Saving the Department of the Interior's Workforce Act
The Saving the Department of the Interior's Workforce Act would impose a temporary moratorium on reductions in force (RIFs) and involuntary separations across all agencies and bureaus within the Department of the Interior. The moratorium lasts until full-year appropriations for Interior for fiscal year 2026 have been enacted. During that period, the Secretary of the Interior may not initiate or implement a RIF or involuntarily separate any employee in the competitive service, the excepted service, or the Senior Executive Service, except for cause (charges of misconduct, delinquency, or performance). The act defines relevant personnel terms by reference to existing federal law and states that the moratorium is in addition to existing personnel authorities and protections (including Chapter 75 of title 5). In short, the bill would shield Interior’s workforce from layoffs or forced terminations through most of FY2026, aiming to preserve staffing levels and continuity of operations while awaiting enacted funding. Voluntary departures (if any) and separations for cause remain possible under the bill’s framework.
Key Points
- 1Prohibits reductions in force and involuntary separations at all Interior agencies/bureaus during the moratorium period.
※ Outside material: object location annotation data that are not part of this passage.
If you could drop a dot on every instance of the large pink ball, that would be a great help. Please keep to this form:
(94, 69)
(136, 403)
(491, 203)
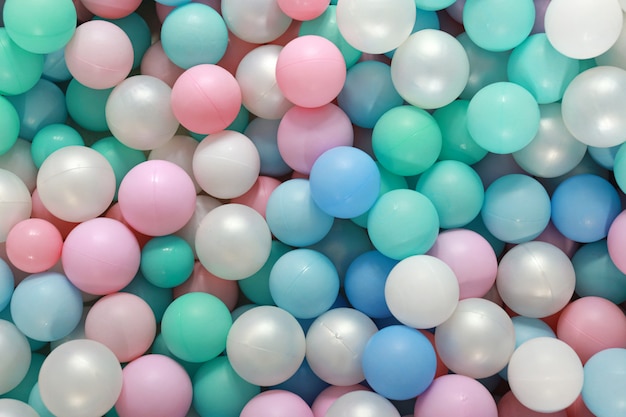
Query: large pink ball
(157, 197)
(154, 386)
(100, 256)
(310, 71)
(206, 98)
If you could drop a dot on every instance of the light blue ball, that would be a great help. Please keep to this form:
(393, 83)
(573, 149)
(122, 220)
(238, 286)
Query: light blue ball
(604, 381)
(59, 306)
(304, 282)
(516, 208)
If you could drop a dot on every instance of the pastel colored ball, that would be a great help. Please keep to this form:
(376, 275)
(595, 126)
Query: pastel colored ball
(530, 269)
(157, 197)
(100, 256)
(154, 385)
(76, 183)
(310, 71)
(206, 98)
(99, 55)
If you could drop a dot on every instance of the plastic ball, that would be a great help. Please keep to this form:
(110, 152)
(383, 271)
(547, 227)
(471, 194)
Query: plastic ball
(16, 357)
(256, 75)
(194, 34)
(17, 202)
(583, 29)
(584, 206)
(257, 21)
(450, 395)
(406, 140)
(310, 71)
(435, 290)
(226, 164)
(99, 55)
(604, 373)
(345, 182)
(76, 183)
(592, 104)
(157, 197)
(477, 340)
(80, 369)
(38, 26)
(304, 282)
(266, 345)
(304, 134)
(20, 69)
(545, 374)
(206, 98)
(536, 279)
(100, 256)
(373, 27)
(498, 25)
(517, 122)
(154, 385)
(430, 69)
(139, 114)
(403, 223)
(516, 208)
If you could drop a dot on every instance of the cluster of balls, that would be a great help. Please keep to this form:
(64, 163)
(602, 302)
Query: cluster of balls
(278, 208)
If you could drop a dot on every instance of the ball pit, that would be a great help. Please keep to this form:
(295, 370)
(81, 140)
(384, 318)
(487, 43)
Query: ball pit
(313, 208)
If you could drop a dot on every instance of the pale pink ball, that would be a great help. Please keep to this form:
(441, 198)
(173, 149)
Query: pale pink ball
(34, 245)
(124, 323)
(206, 98)
(100, 256)
(154, 386)
(310, 71)
(99, 55)
(157, 197)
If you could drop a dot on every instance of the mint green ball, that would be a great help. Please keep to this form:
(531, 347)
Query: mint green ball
(195, 326)
(167, 261)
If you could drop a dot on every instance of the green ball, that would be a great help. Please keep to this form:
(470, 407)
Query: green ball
(52, 138)
(167, 261)
(40, 26)
(195, 326)
(406, 140)
(9, 125)
(19, 69)
(219, 391)
(403, 223)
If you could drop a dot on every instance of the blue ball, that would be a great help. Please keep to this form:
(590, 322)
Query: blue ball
(584, 206)
(604, 381)
(516, 208)
(345, 182)
(399, 362)
(293, 217)
(304, 282)
(364, 283)
(46, 306)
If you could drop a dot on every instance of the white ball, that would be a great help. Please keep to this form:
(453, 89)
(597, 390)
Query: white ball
(545, 374)
(422, 291)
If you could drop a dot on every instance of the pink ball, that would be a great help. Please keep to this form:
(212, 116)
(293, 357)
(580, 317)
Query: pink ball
(206, 98)
(455, 395)
(100, 256)
(276, 403)
(304, 134)
(202, 280)
(124, 323)
(310, 71)
(34, 245)
(154, 386)
(592, 324)
(157, 197)
(472, 259)
(99, 55)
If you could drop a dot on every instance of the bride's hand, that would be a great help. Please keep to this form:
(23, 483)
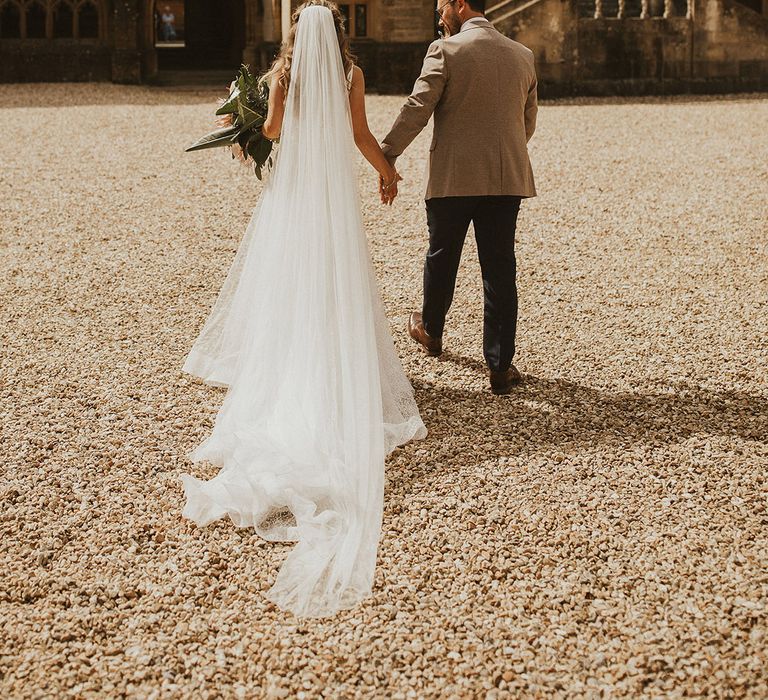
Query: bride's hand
(388, 188)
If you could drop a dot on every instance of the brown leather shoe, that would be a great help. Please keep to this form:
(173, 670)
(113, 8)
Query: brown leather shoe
(433, 346)
(502, 382)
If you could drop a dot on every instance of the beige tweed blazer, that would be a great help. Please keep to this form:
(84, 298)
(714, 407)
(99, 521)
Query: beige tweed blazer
(481, 87)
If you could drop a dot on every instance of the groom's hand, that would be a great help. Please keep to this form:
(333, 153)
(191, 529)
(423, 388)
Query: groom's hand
(388, 192)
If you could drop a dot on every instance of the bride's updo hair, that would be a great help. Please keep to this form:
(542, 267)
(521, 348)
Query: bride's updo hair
(282, 64)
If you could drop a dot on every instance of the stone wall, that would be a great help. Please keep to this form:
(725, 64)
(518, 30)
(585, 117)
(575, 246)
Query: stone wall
(724, 47)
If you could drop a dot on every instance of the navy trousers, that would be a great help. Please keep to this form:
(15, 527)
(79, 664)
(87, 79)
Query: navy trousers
(495, 220)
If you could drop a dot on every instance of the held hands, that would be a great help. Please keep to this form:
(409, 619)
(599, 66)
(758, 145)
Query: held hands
(388, 188)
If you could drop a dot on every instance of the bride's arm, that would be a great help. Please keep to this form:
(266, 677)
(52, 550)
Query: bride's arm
(364, 139)
(274, 122)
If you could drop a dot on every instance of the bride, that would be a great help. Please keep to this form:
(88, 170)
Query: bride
(316, 396)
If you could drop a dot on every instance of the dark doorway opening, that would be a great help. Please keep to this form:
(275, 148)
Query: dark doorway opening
(206, 36)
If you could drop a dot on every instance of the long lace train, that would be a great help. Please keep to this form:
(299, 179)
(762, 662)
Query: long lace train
(316, 394)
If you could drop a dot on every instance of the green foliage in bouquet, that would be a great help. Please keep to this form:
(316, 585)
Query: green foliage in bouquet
(242, 115)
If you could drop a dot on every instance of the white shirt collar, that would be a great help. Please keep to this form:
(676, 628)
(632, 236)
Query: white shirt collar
(473, 22)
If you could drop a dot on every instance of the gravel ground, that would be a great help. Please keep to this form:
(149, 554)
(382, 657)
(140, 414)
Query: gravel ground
(600, 532)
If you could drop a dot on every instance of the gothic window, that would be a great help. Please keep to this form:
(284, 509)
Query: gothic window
(355, 19)
(63, 21)
(88, 21)
(10, 21)
(35, 21)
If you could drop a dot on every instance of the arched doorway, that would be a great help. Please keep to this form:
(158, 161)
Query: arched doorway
(194, 35)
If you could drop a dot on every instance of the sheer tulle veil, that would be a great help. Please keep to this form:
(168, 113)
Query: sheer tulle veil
(316, 394)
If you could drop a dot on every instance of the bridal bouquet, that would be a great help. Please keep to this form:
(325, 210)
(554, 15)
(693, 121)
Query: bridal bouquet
(241, 116)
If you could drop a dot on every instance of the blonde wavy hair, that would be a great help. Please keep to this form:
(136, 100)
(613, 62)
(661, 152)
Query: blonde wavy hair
(282, 64)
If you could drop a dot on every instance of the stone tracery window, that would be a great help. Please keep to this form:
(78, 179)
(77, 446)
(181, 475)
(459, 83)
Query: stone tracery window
(88, 20)
(50, 19)
(36, 16)
(63, 20)
(355, 18)
(10, 20)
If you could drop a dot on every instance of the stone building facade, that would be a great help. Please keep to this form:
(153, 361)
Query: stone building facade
(581, 46)
(118, 40)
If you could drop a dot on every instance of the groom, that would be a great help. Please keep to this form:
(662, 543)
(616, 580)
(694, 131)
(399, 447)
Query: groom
(481, 88)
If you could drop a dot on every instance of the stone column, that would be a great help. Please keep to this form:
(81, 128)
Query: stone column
(126, 51)
(253, 33)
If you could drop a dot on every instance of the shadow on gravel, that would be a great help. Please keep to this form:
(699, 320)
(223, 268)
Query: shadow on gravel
(555, 412)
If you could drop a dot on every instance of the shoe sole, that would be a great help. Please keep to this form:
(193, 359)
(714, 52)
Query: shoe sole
(431, 353)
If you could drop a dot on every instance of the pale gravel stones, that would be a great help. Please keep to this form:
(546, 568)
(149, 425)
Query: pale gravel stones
(601, 532)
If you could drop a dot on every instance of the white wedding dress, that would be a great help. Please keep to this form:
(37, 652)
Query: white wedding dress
(316, 396)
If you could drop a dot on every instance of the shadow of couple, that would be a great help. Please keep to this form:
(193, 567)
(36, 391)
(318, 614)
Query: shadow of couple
(546, 413)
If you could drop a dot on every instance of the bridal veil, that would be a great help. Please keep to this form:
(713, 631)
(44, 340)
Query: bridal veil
(316, 394)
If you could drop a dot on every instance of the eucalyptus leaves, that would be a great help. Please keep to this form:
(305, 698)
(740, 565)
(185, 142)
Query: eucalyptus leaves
(241, 117)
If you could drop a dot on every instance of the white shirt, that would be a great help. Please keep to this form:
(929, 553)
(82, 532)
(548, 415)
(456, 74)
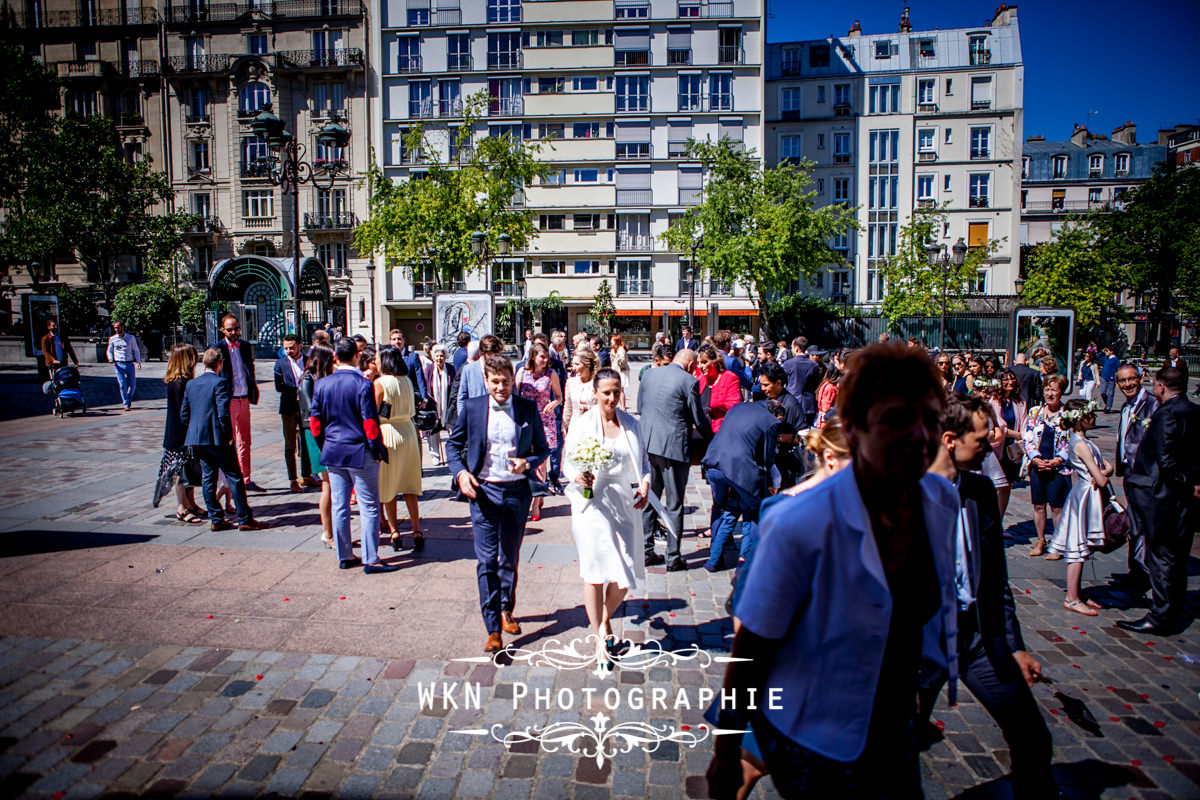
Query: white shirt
(239, 373)
(502, 444)
(124, 349)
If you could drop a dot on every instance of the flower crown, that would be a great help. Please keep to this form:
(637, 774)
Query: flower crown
(1078, 414)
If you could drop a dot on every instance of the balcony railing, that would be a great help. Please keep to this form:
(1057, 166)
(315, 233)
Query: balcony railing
(635, 196)
(336, 58)
(460, 62)
(504, 60)
(217, 62)
(635, 242)
(343, 221)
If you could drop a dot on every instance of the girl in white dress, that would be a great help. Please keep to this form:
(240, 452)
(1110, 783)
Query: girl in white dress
(1081, 525)
(607, 528)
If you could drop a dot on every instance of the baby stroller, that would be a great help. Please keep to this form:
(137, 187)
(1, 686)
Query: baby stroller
(65, 389)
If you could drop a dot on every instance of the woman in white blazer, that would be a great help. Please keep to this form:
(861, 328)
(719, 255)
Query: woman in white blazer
(607, 527)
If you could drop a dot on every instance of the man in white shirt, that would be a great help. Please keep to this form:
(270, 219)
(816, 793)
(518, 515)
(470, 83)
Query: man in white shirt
(125, 355)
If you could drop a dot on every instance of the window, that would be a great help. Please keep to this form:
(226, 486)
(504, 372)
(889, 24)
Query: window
(841, 190)
(885, 98)
(790, 103)
(258, 204)
(720, 92)
(252, 97)
(690, 92)
(981, 187)
(633, 92)
(981, 92)
(789, 148)
(925, 92)
(503, 11)
(924, 187)
(981, 143)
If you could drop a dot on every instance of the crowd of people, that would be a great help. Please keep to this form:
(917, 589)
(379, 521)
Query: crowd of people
(857, 495)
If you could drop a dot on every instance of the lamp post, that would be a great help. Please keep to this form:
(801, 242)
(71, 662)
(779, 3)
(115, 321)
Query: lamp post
(941, 258)
(287, 169)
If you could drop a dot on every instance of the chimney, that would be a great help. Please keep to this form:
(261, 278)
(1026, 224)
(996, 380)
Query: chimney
(1126, 133)
(1005, 16)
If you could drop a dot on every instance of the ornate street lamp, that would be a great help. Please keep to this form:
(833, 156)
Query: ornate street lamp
(287, 169)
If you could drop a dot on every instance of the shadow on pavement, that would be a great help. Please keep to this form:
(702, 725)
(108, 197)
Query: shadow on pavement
(30, 542)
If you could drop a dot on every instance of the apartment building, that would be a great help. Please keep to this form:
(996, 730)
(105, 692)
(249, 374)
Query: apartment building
(107, 58)
(1085, 173)
(898, 121)
(621, 85)
(223, 62)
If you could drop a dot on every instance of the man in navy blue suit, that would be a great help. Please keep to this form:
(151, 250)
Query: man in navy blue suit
(288, 371)
(497, 444)
(345, 421)
(205, 411)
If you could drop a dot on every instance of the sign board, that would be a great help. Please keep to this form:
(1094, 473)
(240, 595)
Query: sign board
(455, 312)
(1051, 330)
(35, 310)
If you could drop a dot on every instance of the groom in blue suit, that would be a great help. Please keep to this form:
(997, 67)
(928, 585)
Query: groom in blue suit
(497, 444)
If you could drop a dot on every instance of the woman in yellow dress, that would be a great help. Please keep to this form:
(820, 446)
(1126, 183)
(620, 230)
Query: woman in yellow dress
(402, 471)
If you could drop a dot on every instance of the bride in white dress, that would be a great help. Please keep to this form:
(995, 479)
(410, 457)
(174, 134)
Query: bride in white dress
(607, 528)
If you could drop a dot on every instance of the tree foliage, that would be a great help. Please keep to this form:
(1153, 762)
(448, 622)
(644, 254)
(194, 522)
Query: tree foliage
(430, 221)
(1069, 270)
(760, 228)
(913, 287)
(149, 306)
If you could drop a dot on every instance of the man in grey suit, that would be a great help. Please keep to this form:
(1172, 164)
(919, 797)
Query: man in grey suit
(669, 404)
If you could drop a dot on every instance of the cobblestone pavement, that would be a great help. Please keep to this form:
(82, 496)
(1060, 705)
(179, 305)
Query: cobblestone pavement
(143, 656)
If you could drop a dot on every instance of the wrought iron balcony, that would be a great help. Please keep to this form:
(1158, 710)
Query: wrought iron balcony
(343, 221)
(349, 56)
(216, 62)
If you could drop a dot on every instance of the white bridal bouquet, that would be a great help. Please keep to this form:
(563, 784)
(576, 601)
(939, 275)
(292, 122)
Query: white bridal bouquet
(589, 455)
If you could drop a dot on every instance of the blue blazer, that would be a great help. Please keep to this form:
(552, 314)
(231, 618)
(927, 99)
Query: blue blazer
(345, 405)
(467, 445)
(205, 411)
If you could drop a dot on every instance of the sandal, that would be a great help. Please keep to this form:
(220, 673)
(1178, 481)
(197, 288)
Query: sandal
(1080, 607)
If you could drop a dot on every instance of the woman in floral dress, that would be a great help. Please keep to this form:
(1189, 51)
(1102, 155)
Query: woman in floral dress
(539, 383)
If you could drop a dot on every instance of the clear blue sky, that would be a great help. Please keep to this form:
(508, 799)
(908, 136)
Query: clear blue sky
(1126, 60)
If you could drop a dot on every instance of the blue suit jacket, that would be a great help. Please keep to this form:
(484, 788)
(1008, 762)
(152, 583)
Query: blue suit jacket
(343, 402)
(205, 411)
(467, 445)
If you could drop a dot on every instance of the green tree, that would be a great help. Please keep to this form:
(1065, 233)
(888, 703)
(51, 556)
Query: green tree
(603, 308)
(1153, 240)
(1071, 271)
(915, 288)
(149, 306)
(430, 222)
(760, 228)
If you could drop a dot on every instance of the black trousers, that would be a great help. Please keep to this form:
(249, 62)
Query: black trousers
(1012, 705)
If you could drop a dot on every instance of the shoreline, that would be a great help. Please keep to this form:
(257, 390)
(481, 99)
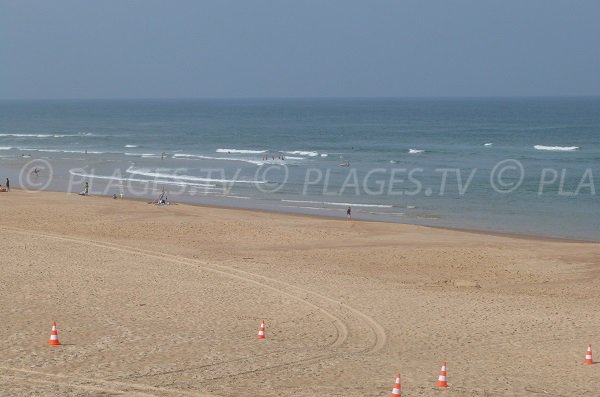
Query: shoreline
(512, 235)
(346, 299)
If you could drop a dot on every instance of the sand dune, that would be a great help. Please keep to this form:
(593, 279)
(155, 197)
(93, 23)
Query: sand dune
(167, 301)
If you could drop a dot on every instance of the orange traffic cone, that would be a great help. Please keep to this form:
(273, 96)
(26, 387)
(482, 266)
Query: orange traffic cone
(442, 380)
(54, 336)
(397, 390)
(261, 332)
(588, 356)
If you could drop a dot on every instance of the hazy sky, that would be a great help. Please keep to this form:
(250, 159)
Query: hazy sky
(301, 48)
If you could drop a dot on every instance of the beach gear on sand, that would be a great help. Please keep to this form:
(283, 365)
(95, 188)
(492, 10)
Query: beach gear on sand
(588, 355)
(397, 390)
(442, 379)
(261, 331)
(54, 336)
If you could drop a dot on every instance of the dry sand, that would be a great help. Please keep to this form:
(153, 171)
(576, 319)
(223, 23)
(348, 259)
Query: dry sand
(166, 301)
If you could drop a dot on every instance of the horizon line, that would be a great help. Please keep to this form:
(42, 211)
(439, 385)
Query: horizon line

- 2Moratorium lasts until full-year Interior appropriations for FY2026 are enacted into law; ends when those appropriations are enacted.
- 3Prohibitions apply to employees in the competitive service, the excepted service, and the Senior Executive Service; exceptions only for cause (misconduct, delinquency, or performance).
- 4The prohibition on RIFs and involuntary separations is in addition to, not a replacement for, existing personnel authorities and due process protections (including Chapter 75).
- 5Definitions referenced for key terms (competitive service, excepted service, career appointee) come from 5 U.S.C. titles 2102, 2103, and 3132(a).